To solve for the acceleration of the crate, let's break the problem into key components. We can apply Newton's Second Law of Motion in both the horizontal and vertical directions and account for the forces involved.

Given data:

• Mass of the crate, $m = 20 \, \text{kg}$
• Tension in the handle, $T = 40 \, \text{N}$
• Coefficient of friction, $\mu = 0.14$
• Angle of the handle, $\tan \alpha = \frac{3}{4}$, so $\alpha = \tan^{-1}\left(\frac{3}{4}\right)$
• Gravitational acceleration, $g = 9.8 \, \text{m/s}^2$

Step 1: Resolve forces in the horizontal and vertical directions

1. Vertical direction (up and down):

   • The vertical forces acting on the crate are the weight of the crate, the normal force, and the vertical component of the tension force.
   • The weight of the crate is $W = mg = 20 \times 9.8 = 196 \, \text{N}$ downward.
   • The vertical component of the tension in the rope is $T_v = T \sin \alpha$.
   • The normal force $N$ acts upward.

   Using the trigonometric relation $\sin \alpha = \frac{3}{5}$ (since $\tan \alpha = \frac{3}{4}$, and using the Pythagorean identity $3^2 + 4^2 = 5^2$): $T_v = 40 \times \frac{3}{5} = 24 \, \text{N}$

   The normal force is balanced by the weight of the crate and the vertical component of the tension: $N = W - T_v = 196 - 24 = 172 \, \text{N}$

2. Horizontal direction (left and right):

   • The horizontal forces acting on the crate are the horizontal component of the tension force and the frictional force opposing the motion.
   • The frictional force is given by $f_{\text{friction}} = \mu N = 0.14 \times 172 = 24.08 \, \text{N}$.
   • The horizontal component of the tension is $T_h = T \cos \alpha$.
   • Using $\cos \alpha = \frac{4}{5}$, we get: $T_h = 40 \times \frac{4}{5} = 32 \, \text{N}$

Step 2: Apply Newton’s Second Law

Now, we apply Newton's Second Law in the horizontal direction to find the acceleration.

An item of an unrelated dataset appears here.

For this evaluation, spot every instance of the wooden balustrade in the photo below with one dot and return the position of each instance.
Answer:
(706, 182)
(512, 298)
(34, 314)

The net force $F_{\text{net}}$ in the horizontal direction is the difference between the horizontal component of the tension and the frictional force: $F_{\text{net}} = T_h - f_{\text{friction}} = 32 - 24.08 = 7.92 \, \text{N}$

Using Newton's Second Law $F_{\text{net}} = ma$, we can solve for the acceleration $a$: $a = \frac{F_{\text{net}}}{m} = \frac{7.92}{20} = 0.396 \, \text{m/s}^2$

Final Answer:

The acceleration of the crate is approximately $0.40 \, \text{m/s}^2$.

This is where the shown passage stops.